BorgWarner has developed an innovative torque vectoring system for electric vehicles which enables the use of just one electric motor instead of the traditional two that are typically found on electric vehicles. This solution is cost-effective and features a compact design, significantly reducing the vehicle space needed as well as the weight of the system. Summary of benefits:
- Compact, cost-effective electric vehicle solution only requires one rear electric motor
- Technology features disconnect capability to minimize energy loss, increase range
Leveraging its all-wheel drive (AWD) and coupling expertise and portfolio, BorgWarner created its Torque-Vectoring Dual-Clutch unit, which features two clutches – one inner and one outer – that replace the conventional differential in an electric driveline.
Traditional torque-vectoring systems require two e-machines in the rear, which are expensive and heavy, while BorgWarner’s technology conserves weight and space in the driveline, aiding in overall vehicle efficiency.

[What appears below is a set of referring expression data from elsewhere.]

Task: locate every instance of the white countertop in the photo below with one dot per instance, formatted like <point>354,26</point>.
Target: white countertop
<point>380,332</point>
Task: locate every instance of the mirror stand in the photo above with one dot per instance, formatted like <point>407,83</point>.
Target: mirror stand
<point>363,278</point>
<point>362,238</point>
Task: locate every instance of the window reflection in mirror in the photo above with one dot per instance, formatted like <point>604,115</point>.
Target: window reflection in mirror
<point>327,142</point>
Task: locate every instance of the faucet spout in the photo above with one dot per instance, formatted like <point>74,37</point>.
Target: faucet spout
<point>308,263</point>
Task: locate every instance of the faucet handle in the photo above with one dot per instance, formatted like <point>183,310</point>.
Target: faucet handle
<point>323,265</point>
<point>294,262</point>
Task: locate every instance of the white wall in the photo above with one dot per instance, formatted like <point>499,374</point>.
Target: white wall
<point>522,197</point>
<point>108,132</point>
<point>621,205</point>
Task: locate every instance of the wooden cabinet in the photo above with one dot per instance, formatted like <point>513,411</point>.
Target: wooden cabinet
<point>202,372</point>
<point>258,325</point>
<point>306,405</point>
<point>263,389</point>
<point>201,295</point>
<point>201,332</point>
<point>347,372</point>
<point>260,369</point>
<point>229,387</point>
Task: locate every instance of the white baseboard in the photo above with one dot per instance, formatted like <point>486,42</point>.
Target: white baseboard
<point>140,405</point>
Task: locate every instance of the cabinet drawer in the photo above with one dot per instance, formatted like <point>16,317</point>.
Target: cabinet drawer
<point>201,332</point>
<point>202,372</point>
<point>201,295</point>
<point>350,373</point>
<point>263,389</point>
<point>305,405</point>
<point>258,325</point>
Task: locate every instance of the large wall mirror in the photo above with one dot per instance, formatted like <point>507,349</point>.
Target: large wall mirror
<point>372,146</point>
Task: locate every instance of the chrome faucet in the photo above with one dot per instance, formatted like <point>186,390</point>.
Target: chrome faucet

“Our new Torque-Vectoring Dual-Clutch system, which minimizes wasted torque, conserves energy and requires fewer components, exemplifies how our existing internal combustion engine and driveline expertise complements our work with electric vehicles,” said Stefan Demmerle, President and General Manager PowerDrive Systems, BorgWarner. “BorgWarner has the extensive knowledge and expertise that customers need as the industry evolves towards an electrified future.”
Designed to improve electric vehicle handling and maneuverability, BorgWarner’s Torque-Vectoring Dual-Clutch commands torque independently, distributing torque to the left and right wheels from its position on the rear axle.
The Torque-Vectoring Dual-Clutch, connected to one electric motor and featuring two reversible GenVI actuators (one per clutch), dynamically transfers torque for improved steering response and controllability, delivering a stable, fun-to-drive experience for the customer.
This system has a capacity of up to 2,600 Nm per clutch and has a feature that disconnects the rear-axle when all-wheel drive isn’t needed. The vehicle then operates in front-wheel drive, resulting in reduced losses and increased range for electric vehicles.
Start of production will kick off in the first half of 2022 for a major, global OEM’s electric vehicle.